Alors que le gouvernement joue la montre et que la droite et l’extrême droite font tout leur possible pour vider le texte de tout ce qui pourrait menacer les intérêts des ultrariches, des actionnaires et des grandes entreprises, il est plus que jamais nécessaire de maintenir la pression pour gagner de vraies mesures de justice fiscale. À défaut de mobilisation, le budget aura un goût amer pour celles et ceux qui vivent de leur travail.

L’horloge tourne, et deux dates fatidiques viennent restreindre l’espace nécessaire aux débats sur le budget 2026 : le 23 novembre, date avant laquelle les député·es doivent avoir traité les milliers d’amendements restant pour aller au vote, sans quoi le texte sera transmis automatiquement au Sénat « dans l’état où il se trouve », sans vote de l’Assemblée nationale ; le 23 décembre, avec la fin du délai global de soixante-dix jours accordé au Parlement, délai avant lequel le Sénat doit s’être prononcé (12 décembre) et un accord doit avoir été trouvé entre les député·es et les sénateur·ices.

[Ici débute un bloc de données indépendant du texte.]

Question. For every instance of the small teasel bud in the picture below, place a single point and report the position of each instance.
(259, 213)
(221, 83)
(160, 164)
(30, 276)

Jusqu’à présent, si le débat sur la justice fiscale et la participation des plus riches – poussé par la mobilisation sociale – a bien eu lieu, il s’est heurté à un barrage de la droite et de l’extrême droite, main dans la main pour protéger les grandes fortunes, et les « avancées » sont bien maigres :

  • une surtaxe des grandes entreprises (taux porté à 35,3 %) et des entreprises de taille intermédiaire (5 %), bien insuffisante ;
  • une taxe sur les « superdividendes » dont le rendement dépendra des décrets d’application et de l’assiette retenue ;
  • une hausse de la taxe sur les services numériques dont le taux passe de 3 à 6 %, mesure bien marginale au regard des bénéfices engrangés par les grandes entreprises de la tech ;
  • le rétablissement de l’« exit-tax », visant à empêcher les riches de quitter le pays pour échapper à l’impôt, mais qui ne rapporterait que de 60 à 80 millions d’euros par an en régime de croisière.

En revanche, toujours rien sur les niches fiscales, qui ont coûté 91,8 milliards d’euros à l’État en 2025. Pire : de nouveaux dispositifs d’évitement fiscal ont été rétablis ou créés.

En ce dernier trimestre 2025, il faut tout faire pour arracher de réelles victoires au Parlement et faire grandir un projet de société en rupture avec les impasses capitalistes, qu’elles soient néolibérales, de droite ou d’extrême droite. C’est tout le sens des très nombreuses initiatives parisiennes pour parvenir à la plus grande mobilisation possible pour la journée de grèves et de manifestations du 2 décembre prochain.

Ensemble, partout dans le pays, amplifions nos actions pour créer le rapport de force nécessaire à la résistance et à la construction de l’alternative en France et dans le monde, pour prendre le parti du travail contre le capital, de la paix contre les bellicismes.